Now the code of the programs and some results.

  1. Not optimized version of CUDA code - only 1 for-loop was sent to GPU:
#include "cuda_runtime.h"

#include "device_launch_parameters.h"

#include <stdio.h>

#include <iostream>

const int threadsPerBlock = 512;

using namespace std;

__global__ void sila(const int *kn, int *kth, float *kF, float *ka, int *ki)

{

    int j;

	__shared__ float cache[threadsPerBlock];

	int cacheIndex = threadIdx.x;

	cache[cacheIndex] = 0.0;  

if (cacheIndex < *kth)

{

	for (j= cacheIndex ; j<*kn ; j=j+*kth)

	{

        if(j!=*ki)

		{

            cache[cacheIndex] = cache[cacheIndex] + kF[j];

			

			

		}

		

	}

	

}

	__syncthreads();

	//reduction algorithm

	

	int i = blockDim.x / 2;

	while (i != 0)

	{

		if(cacheIndex < i)

		{

			cache [ cacheIndex ] +=  cache [ cacheIndex + i];

		}

		__syncthreads();

		i /= 2;

	}

	__syncthreads();

	if(cacheIndex == 0)

	ka[*ki] = cache[0];

}

int main()

{

	FILE *fp;

	fp=fopen("dane.dat","w");

	int n_thread = 512;

	int *dev_th, *dev_n, *dev_i;

	float *dev_F, *dev_a;

	int n=100000;

	int i,j;

	float *F  = new float[n];

	float *a  = new float[n];

	time_t t1,t2;

	t1 = time(NULL);

	for(i=0;i<n;i++)

	{

		F[i]=1.0;

		a[i]=0.0;

	}

	cudaMalloc( (void**)&dev_th, sizeof(int) ) ;

	cudaMalloc( (void**)&dev_F, n * sizeof(float) ) ;

	cudaMalloc( (void**)&dev_a, n * sizeof(float) ) ;

	cudaMalloc( (void**)&dev_n, sizeof(int) ) ;

	cudaMalloc( (void**)&dev_i, sizeof(int) ) ;

	cudaMemcpy ( dev_F, F, n * sizeof(float), cudaMemcpyHostToDevice) ;

	

	cudaMemcpy ( dev_th, &n_thread, sizeof(int), cudaMemcpyHostToDevice) ;

	cudaMemcpy ( dev_n, &n, sizeof(int), cudaMemcpyHostToDevice) ;

	

	for(i=0;i<n;i++)

	{

	

		cudaMemcpy ( dev_i, &i, sizeof(int), cudaMemcpyHostToDevice) ;

		cudaMemcpy ( dev_a, a, n * sizeof(float), cudaMemcpyHostToDevice) ;

		sila<<<1,n_thread>>>(dev_n,dev_th,dev_F,dev_a,dev_i);

		cudaMemcpy ( a, dev_a,n * sizeof(float), cudaMemcpyDeviceToHost) ;

	}

	

	for(i=0;i<n;i++)

	{

		

fprintf(fp,"%f ",a[i]);

		

         fprintf(fp,"\n");

	}

	fclose(fp);

	cudaFree(dev_a);

	cudaFree(dev_F);

	cudaFree(dev_n);

	cudaFree(dev_th);

	cudaFree(dev_i);

	delete(F);

	t2 = time(NULL); 

    cout<<"czas: "<<t2-t1<<endl; 

return 0;

}

In the code cited above both the number of threads and size of the problem (n) can be changed.

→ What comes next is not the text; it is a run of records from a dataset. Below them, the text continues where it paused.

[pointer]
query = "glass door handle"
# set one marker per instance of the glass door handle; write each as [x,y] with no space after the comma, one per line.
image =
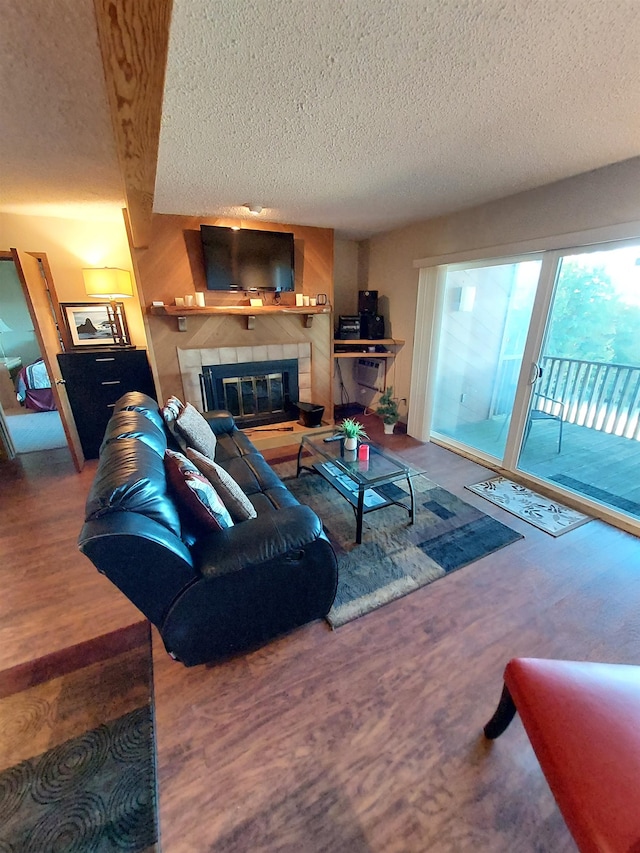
[535,373]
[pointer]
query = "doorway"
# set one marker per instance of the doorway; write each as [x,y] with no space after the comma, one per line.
[537,369]
[30,416]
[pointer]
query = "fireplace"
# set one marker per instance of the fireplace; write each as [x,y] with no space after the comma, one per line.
[256,393]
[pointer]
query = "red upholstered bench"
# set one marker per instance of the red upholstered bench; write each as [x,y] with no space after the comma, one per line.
[583,721]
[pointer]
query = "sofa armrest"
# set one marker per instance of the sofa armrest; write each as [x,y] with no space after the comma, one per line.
[256,541]
[220,421]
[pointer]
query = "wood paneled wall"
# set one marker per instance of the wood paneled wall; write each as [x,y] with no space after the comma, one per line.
[172,266]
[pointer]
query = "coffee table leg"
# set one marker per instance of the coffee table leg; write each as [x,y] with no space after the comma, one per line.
[359,516]
[412,513]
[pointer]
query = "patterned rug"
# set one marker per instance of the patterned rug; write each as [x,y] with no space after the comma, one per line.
[90,793]
[544,513]
[396,558]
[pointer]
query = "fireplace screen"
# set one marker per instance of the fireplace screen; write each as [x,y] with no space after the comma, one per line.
[254,393]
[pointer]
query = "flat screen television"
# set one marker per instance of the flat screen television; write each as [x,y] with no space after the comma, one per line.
[244,259]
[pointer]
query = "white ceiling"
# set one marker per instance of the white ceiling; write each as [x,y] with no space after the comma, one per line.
[358,115]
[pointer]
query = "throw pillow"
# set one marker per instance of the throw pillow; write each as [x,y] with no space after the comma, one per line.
[199,503]
[196,431]
[235,500]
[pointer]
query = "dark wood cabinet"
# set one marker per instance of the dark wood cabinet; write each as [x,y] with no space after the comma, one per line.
[94,381]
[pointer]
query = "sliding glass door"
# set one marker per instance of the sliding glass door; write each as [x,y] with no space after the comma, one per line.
[486,316]
[538,369]
[582,430]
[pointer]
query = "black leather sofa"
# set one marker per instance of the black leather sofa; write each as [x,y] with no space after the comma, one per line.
[229,591]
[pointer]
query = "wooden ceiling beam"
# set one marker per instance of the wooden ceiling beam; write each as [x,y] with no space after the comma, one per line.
[134,39]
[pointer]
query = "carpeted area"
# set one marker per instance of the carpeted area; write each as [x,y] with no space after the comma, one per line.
[544,513]
[36,431]
[396,558]
[93,787]
[603,495]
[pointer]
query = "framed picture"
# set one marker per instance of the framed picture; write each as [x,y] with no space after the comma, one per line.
[95,324]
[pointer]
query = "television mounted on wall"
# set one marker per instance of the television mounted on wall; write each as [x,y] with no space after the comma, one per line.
[246,259]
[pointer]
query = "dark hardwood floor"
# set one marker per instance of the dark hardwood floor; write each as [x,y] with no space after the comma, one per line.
[366,739]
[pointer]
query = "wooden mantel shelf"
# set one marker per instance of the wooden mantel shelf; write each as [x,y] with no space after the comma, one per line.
[248,311]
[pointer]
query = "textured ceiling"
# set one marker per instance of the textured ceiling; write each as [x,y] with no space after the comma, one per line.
[366,114]
[359,115]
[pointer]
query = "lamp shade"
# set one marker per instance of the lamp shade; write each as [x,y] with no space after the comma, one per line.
[108,283]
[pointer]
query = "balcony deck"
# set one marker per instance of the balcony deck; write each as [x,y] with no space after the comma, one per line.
[598,465]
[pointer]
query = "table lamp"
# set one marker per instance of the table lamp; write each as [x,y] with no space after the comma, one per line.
[3,328]
[112,284]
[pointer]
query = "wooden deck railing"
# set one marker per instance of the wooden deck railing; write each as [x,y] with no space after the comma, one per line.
[601,396]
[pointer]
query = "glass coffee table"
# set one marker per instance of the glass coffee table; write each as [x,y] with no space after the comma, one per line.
[368,484]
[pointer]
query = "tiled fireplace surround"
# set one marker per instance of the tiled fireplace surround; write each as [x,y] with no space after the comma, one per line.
[193,360]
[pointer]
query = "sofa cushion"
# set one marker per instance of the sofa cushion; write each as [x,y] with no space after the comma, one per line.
[235,500]
[273,500]
[131,478]
[136,401]
[131,423]
[251,472]
[196,431]
[198,502]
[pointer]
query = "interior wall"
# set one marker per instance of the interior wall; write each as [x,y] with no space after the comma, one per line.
[21,340]
[345,388]
[597,199]
[172,266]
[71,245]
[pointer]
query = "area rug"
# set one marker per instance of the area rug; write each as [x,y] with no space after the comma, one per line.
[625,504]
[396,558]
[36,431]
[91,792]
[544,513]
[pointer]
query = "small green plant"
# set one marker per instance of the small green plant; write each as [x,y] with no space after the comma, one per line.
[387,407]
[352,428]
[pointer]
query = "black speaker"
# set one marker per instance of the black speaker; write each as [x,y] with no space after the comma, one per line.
[371,327]
[348,327]
[368,301]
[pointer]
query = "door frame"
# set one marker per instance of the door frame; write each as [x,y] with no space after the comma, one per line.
[41,298]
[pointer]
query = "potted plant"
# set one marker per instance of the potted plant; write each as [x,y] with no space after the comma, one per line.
[388,410]
[352,431]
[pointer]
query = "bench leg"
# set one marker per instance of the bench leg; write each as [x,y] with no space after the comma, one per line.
[504,713]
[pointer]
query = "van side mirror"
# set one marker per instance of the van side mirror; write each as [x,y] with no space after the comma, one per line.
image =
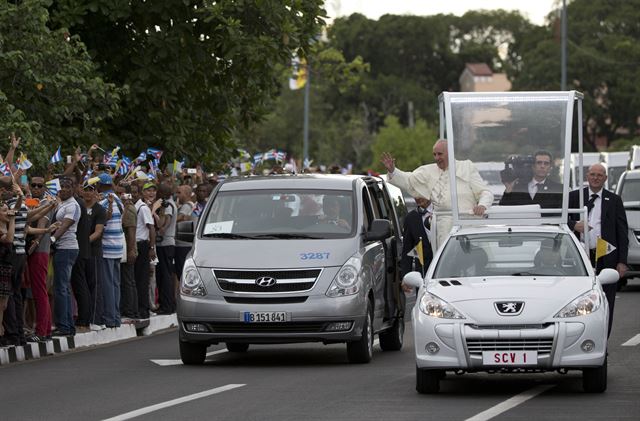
[413,279]
[608,276]
[184,231]
[379,230]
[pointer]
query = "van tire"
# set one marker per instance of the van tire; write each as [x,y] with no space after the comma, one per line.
[192,354]
[237,347]
[361,351]
[594,380]
[428,381]
[392,338]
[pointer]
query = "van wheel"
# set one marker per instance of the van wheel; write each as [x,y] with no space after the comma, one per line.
[192,354]
[361,351]
[594,380]
[428,381]
[392,338]
[237,347]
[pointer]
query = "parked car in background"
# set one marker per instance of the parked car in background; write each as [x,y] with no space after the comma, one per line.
[628,189]
[616,163]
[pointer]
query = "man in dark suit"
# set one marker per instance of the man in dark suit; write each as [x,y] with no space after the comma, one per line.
[417,225]
[539,190]
[607,219]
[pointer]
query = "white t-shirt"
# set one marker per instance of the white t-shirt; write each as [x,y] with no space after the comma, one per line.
[144,218]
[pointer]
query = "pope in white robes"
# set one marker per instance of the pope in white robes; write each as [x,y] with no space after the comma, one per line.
[431,181]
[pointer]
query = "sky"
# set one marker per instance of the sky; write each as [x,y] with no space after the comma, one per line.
[534,10]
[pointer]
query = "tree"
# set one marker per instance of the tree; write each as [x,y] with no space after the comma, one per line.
[50,92]
[196,69]
[411,146]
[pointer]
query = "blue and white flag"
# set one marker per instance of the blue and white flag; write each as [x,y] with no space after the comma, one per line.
[57,157]
[53,186]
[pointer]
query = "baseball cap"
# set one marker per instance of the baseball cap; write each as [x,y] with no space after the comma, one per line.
[105,179]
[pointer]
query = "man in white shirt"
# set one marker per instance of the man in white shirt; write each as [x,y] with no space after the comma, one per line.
[146,244]
[431,181]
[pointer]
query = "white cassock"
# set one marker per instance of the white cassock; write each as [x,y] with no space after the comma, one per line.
[432,183]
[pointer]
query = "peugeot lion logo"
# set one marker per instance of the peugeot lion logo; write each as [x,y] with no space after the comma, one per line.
[509,308]
[266,281]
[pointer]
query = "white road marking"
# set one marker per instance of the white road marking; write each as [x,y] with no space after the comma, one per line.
[494,411]
[633,341]
[173,402]
[165,363]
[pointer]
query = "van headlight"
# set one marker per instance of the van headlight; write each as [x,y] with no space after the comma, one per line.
[587,303]
[347,280]
[435,307]
[191,283]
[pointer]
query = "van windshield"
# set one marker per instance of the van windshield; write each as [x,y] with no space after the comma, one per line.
[510,254]
[282,214]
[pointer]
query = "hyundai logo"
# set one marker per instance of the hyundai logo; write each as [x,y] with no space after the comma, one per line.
[509,308]
[266,281]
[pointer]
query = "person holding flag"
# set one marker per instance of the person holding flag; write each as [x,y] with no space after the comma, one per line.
[608,228]
[416,247]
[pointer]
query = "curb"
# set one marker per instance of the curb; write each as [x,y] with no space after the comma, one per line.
[60,344]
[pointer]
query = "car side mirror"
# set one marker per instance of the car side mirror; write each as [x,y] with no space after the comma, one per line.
[608,276]
[413,279]
[380,229]
[184,231]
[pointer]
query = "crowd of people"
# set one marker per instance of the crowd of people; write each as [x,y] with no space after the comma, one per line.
[92,247]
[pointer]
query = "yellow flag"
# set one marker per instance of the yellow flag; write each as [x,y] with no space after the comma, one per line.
[417,252]
[299,77]
[603,248]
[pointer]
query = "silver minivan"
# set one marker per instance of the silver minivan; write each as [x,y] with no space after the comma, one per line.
[294,258]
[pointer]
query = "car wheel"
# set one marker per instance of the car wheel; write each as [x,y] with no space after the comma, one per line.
[428,381]
[594,380]
[192,354]
[361,351]
[392,338]
[237,347]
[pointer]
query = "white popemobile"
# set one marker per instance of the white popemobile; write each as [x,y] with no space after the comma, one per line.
[513,292]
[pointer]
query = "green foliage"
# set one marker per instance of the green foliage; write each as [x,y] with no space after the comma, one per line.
[411,146]
[196,69]
[50,92]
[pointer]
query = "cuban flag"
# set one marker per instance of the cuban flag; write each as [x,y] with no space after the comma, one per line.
[4,169]
[57,157]
[157,153]
[53,186]
[23,162]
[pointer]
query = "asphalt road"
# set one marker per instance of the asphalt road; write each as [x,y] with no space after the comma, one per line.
[307,382]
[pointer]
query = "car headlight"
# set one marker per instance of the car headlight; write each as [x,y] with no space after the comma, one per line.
[191,283]
[435,307]
[347,280]
[587,303]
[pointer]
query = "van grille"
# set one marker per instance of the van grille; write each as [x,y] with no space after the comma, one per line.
[285,280]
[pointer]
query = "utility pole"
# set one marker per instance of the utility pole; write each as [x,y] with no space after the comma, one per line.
[563,47]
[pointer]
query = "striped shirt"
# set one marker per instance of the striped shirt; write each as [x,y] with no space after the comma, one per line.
[21,223]
[113,235]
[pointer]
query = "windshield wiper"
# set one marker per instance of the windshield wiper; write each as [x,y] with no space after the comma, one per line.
[285,236]
[226,235]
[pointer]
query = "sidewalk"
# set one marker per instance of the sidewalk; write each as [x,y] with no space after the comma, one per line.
[59,344]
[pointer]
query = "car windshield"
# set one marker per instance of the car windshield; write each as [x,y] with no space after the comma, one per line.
[282,214]
[510,254]
[630,190]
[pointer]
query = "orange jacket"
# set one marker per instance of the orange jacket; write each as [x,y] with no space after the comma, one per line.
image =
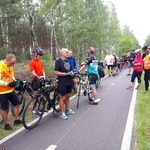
[6,76]
[147,62]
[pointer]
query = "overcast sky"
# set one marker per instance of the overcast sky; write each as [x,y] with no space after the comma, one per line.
[135,14]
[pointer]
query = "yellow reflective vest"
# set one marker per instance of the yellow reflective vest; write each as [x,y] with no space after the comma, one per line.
[6,76]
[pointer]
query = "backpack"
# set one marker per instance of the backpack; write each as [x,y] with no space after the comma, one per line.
[101,71]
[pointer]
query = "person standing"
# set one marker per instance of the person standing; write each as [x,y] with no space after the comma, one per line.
[7,84]
[37,71]
[131,59]
[137,69]
[73,64]
[109,62]
[65,82]
[92,69]
[147,68]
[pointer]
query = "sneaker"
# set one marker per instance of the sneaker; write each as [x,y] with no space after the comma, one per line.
[130,87]
[17,122]
[7,127]
[63,116]
[93,103]
[70,112]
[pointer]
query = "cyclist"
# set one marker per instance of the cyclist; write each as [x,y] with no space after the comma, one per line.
[7,84]
[131,59]
[147,67]
[65,82]
[37,71]
[137,69]
[92,69]
[73,64]
[109,62]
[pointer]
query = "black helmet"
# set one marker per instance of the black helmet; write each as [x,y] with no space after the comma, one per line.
[39,51]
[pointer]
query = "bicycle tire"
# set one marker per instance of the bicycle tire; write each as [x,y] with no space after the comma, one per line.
[21,104]
[79,94]
[29,119]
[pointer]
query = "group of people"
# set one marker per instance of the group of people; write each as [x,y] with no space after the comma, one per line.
[65,68]
[141,63]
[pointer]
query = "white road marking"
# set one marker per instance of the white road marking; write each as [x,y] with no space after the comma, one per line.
[126,142]
[51,147]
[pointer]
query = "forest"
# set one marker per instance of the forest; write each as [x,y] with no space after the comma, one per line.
[53,24]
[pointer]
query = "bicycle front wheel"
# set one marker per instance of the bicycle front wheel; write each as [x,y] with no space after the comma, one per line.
[33,112]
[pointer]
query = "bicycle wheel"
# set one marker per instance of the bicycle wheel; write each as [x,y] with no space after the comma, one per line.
[79,93]
[33,112]
[21,103]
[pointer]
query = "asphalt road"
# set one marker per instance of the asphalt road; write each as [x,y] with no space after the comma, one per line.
[99,127]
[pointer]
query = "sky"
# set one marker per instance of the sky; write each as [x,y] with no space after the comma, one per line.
[135,14]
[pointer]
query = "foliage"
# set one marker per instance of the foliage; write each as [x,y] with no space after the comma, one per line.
[142,126]
[147,41]
[51,24]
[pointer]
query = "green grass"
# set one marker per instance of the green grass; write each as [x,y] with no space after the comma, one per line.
[142,119]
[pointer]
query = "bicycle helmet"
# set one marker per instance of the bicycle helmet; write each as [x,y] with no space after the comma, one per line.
[39,51]
[138,51]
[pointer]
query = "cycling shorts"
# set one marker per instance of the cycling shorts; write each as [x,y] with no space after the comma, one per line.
[12,97]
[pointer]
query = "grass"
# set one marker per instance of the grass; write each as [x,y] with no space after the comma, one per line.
[142,120]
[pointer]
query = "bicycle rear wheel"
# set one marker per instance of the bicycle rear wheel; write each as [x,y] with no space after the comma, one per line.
[33,112]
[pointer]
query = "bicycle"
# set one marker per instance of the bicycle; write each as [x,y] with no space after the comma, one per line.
[22,87]
[39,102]
[83,86]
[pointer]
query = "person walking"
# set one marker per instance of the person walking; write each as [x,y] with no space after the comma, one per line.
[147,68]
[137,69]
[7,84]
[65,82]
[73,64]
[109,62]
[92,69]
[131,59]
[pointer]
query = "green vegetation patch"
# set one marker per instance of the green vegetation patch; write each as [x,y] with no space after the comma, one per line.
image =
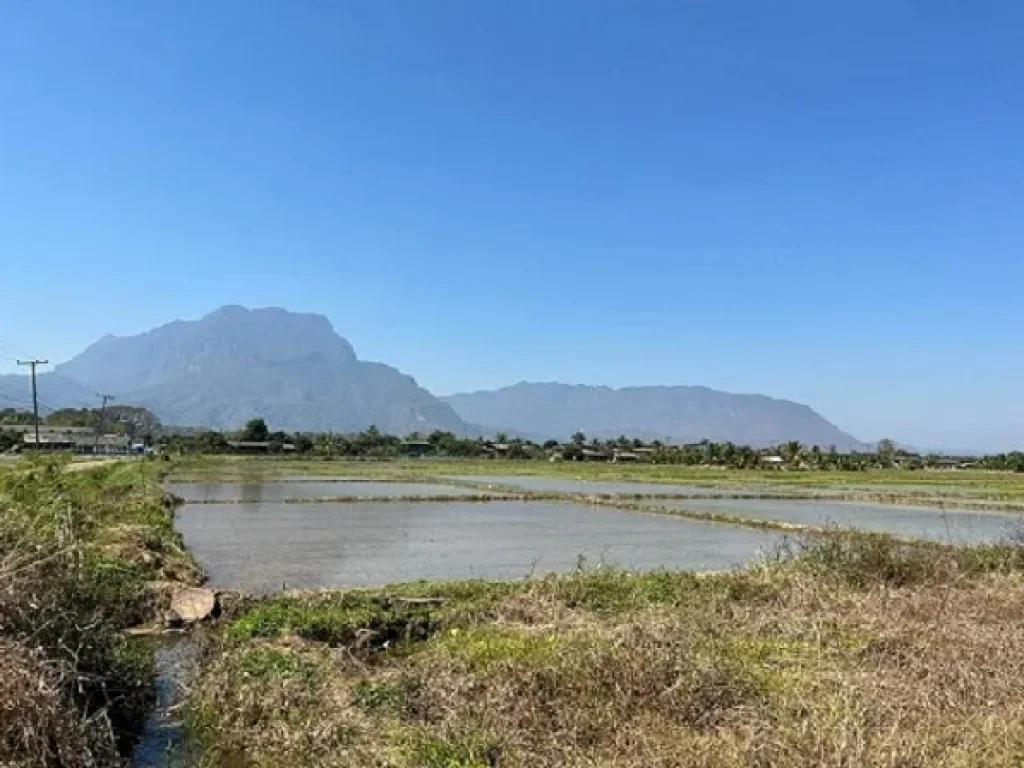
[78,550]
[808,660]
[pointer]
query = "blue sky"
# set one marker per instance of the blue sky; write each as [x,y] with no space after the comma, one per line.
[815,201]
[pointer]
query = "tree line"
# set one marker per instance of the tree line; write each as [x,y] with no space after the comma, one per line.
[140,424]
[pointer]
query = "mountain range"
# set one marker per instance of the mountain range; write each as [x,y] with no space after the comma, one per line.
[298,374]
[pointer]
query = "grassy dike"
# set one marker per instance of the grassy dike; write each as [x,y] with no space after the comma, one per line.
[851,650]
[82,557]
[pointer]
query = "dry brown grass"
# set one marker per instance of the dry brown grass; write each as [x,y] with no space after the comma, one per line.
[76,554]
[796,664]
[39,724]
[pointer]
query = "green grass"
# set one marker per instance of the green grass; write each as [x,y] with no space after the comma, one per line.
[858,650]
[78,552]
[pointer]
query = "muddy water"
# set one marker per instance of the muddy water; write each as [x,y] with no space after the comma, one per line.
[961,526]
[265,547]
[567,485]
[163,742]
[283,491]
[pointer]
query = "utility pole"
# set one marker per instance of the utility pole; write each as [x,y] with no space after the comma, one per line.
[35,394]
[102,418]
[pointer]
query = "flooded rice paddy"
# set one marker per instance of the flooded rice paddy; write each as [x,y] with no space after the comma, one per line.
[281,491]
[265,547]
[954,525]
[600,487]
[267,536]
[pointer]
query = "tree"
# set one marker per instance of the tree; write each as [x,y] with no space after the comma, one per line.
[886,451]
[255,431]
[791,451]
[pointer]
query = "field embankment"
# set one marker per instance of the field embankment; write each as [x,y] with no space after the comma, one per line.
[982,488]
[858,650]
[80,555]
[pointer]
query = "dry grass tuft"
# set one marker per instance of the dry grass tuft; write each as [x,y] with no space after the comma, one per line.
[858,651]
[73,689]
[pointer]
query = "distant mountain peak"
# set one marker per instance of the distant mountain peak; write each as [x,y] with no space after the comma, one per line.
[237,363]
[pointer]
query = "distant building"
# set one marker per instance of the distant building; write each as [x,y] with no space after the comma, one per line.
[415,448]
[77,439]
[250,446]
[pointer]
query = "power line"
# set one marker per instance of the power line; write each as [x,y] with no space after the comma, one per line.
[35,394]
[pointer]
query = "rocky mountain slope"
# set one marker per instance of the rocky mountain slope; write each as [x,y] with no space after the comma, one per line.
[235,364]
[676,414]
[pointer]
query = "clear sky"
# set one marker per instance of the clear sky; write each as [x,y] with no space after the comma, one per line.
[813,200]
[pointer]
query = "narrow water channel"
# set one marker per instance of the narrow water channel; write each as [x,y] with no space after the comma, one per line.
[163,742]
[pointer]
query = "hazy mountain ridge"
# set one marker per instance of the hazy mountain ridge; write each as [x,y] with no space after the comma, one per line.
[236,364]
[296,372]
[679,414]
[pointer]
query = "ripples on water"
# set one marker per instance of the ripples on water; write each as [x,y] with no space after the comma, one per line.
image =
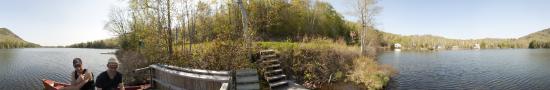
[516,69]
[22,69]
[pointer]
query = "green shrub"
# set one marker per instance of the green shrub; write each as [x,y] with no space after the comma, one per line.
[316,62]
[369,73]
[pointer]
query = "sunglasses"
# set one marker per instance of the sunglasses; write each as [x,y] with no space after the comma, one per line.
[77,65]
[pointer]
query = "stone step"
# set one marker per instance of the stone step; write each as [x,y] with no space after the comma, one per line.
[274,66]
[275,77]
[255,86]
[273,71]
[248,79]
[271,61]
[246,72]
[263,57]
[267,52]
[279,83]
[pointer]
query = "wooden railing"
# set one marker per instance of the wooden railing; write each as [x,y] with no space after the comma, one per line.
[167,77]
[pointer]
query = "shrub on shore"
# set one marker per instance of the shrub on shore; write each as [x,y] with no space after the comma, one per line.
[320,61]
[369,73]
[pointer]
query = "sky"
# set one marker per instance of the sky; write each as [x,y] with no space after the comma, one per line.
[64,22]
[57,22]
[459,19]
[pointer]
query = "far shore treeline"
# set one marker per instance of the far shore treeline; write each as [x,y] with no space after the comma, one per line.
[8,39]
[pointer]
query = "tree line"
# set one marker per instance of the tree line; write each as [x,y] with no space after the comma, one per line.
[16,44]
[107,43]
[167,28]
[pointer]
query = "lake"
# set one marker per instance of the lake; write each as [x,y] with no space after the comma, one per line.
[494,69]
[23,69]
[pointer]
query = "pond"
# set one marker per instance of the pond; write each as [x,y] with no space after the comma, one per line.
[23,69]
[495,69]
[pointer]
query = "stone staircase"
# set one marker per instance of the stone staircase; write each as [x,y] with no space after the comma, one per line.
[247,79]
[271,69]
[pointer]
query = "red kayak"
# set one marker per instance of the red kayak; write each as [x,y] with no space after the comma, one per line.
[53,85]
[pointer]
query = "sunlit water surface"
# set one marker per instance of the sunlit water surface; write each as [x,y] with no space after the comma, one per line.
[493,69]
[22,69]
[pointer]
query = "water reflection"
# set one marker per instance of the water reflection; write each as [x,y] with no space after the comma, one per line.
[22,69]
[470,69]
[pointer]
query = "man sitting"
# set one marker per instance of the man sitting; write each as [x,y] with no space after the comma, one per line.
[110,79]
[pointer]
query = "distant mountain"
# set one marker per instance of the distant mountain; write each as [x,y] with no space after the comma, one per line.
[543,35]
[540,39]
[104,43]
[8,39]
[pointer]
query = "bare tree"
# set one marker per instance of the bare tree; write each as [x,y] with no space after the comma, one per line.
[245,26]
[366,11]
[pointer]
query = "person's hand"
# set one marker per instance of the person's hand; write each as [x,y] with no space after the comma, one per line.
[82,78]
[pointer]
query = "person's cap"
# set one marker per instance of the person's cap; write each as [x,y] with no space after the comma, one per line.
[113,60]
[77,61]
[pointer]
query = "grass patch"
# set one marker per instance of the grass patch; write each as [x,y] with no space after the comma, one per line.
[320,61]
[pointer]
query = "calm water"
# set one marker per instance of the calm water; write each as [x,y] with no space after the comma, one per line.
[496,69]
[22,69]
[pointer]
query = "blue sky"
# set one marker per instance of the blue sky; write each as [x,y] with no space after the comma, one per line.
[63,22]
[461,19]
[56,22]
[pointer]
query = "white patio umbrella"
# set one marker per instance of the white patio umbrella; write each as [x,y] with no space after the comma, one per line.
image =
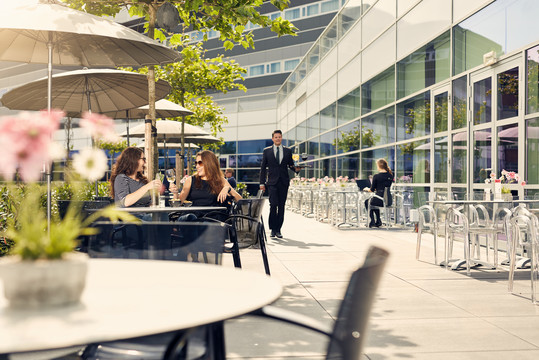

When the nr of threads used for calculation was changed the speed of the calculation changes like this: results

So for 512 threads the speed was quite nice, but how it changes with the size of the system (number of atoms)> Like this:

n time [s] (n_threads=512)

10000 6
100000 168
200000 603
300000 1289

I decided not to check the size of n=1114728 (size of my current system). I have notes (I am not sure if correct) with fitting the exp function. This estimation told me that I need ~2 days to calculate one double for loop of such system. To long.

Than I checked (2.) simple CPU code (not multithreaded, just calculate on single core)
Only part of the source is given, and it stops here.